Threat actors are increasingly using HTTP cookies as a control channel for PHP-based web shells on Linux servers and to achieve remote code execution, according to findings by the Microsoft Defender Security Research Team.
“Instead of exposing command execution via URL parameters or request bodies, these web shells rely on cookie values supplied by the threat actor to gate execution, pass instructions, and activate malicious functionality,” the tech giant said.
This approach provides additional privacy because it allows malicious code to remain dormant during normal application execution and activate web shell logic only when specific cookie values are present. Microsoft noted that this behavior extends to web requests, scheduled tasks, and trusted background workers.
The malicious activity takes advantage of the fact that cookie values are available at runtime via the $_COOKIE superglobal variable, allowing the attacker to consume the supplied input without additional parsing. Furthermore, this technology is unlikely to raise any red flags as cookies blend into normal web traffic and reduce visibility.
The cookie-controlled execution model comes in various implementations –
- A PHP loader that uses multiple layers of obfuscation and runtime checks before parsing structured cookie input to execute the encoded secondary payload.
- A PHP script that splits the structured cookie data to reconstruct operational components such as file handling and decoding functions, and conditionally writes a secondary payload to disk and executes it.
- A PHP script that uses a single cookie value as a marker to trigger threat actor-controlled actions, including execution of supplied input and file uploads.
In at least one case, threat actors have been found exploiting a known security vulnerability to gain initial access to a victim’s hosted Linux environment via legitimate credentials or to set up a cron job that periodically invokes a shell routine to execute an obfuscated PHP loader.
This “self-healing” architecture allows the PHP loader to be repeatedly rebuilt by a scheduled task, even if it is removed as part of cleanup and remediation efforts, creating a reliable and persistent remote code execution channel.

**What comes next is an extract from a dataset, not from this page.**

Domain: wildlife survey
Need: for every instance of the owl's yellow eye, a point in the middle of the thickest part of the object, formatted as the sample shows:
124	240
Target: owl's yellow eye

Once the PHP loader is deployed, it remains dormant during normal traffic and springs into action when it receives HTTP requests with specific cookie values.
“By transferring execution control to cookies, the web shell can remain hidden from normal traffic, activating only during intentional interactions,” Microsoft said. “By separating persistence through cron-based re-builds from execution control via cookie-gated activation, the threat actor reduced operational noise and limited observable indicators in regular application logs.”
A common aspect that ties all the above implementations together is the use of obfuscation to hide sensitive functionality and cookie-based gating to initiate malicious actions while leaving a minimal interactive footprint.
To counter the threat, Microsoft recommends implementing multi-factor authentication for hosting control panels, SSH access, and administrative interfaces; Monitoring unusual login activity; restricting execution of shell interpreters; Auditing cron jobs and scheduled tasks on web servers; Checking suspicious file creation in web directories; And limiting the shell capabilities of the hosting control panel.
Microsoft said, “Continued use of cookies as a control mechanism suggests the reuse of established web shell tradeoffs.” “By moving control logic into cookies, threat actors enable persistent post-compromise access that can evade many traditional inspection and logging controls.”
“Instead of relying on complex exploit chains, the threat actor took advantage of legitimate execution paths already present in the environment, including web server processes, control panel components, and cron infrastructure, to stage and protect the malicious code.”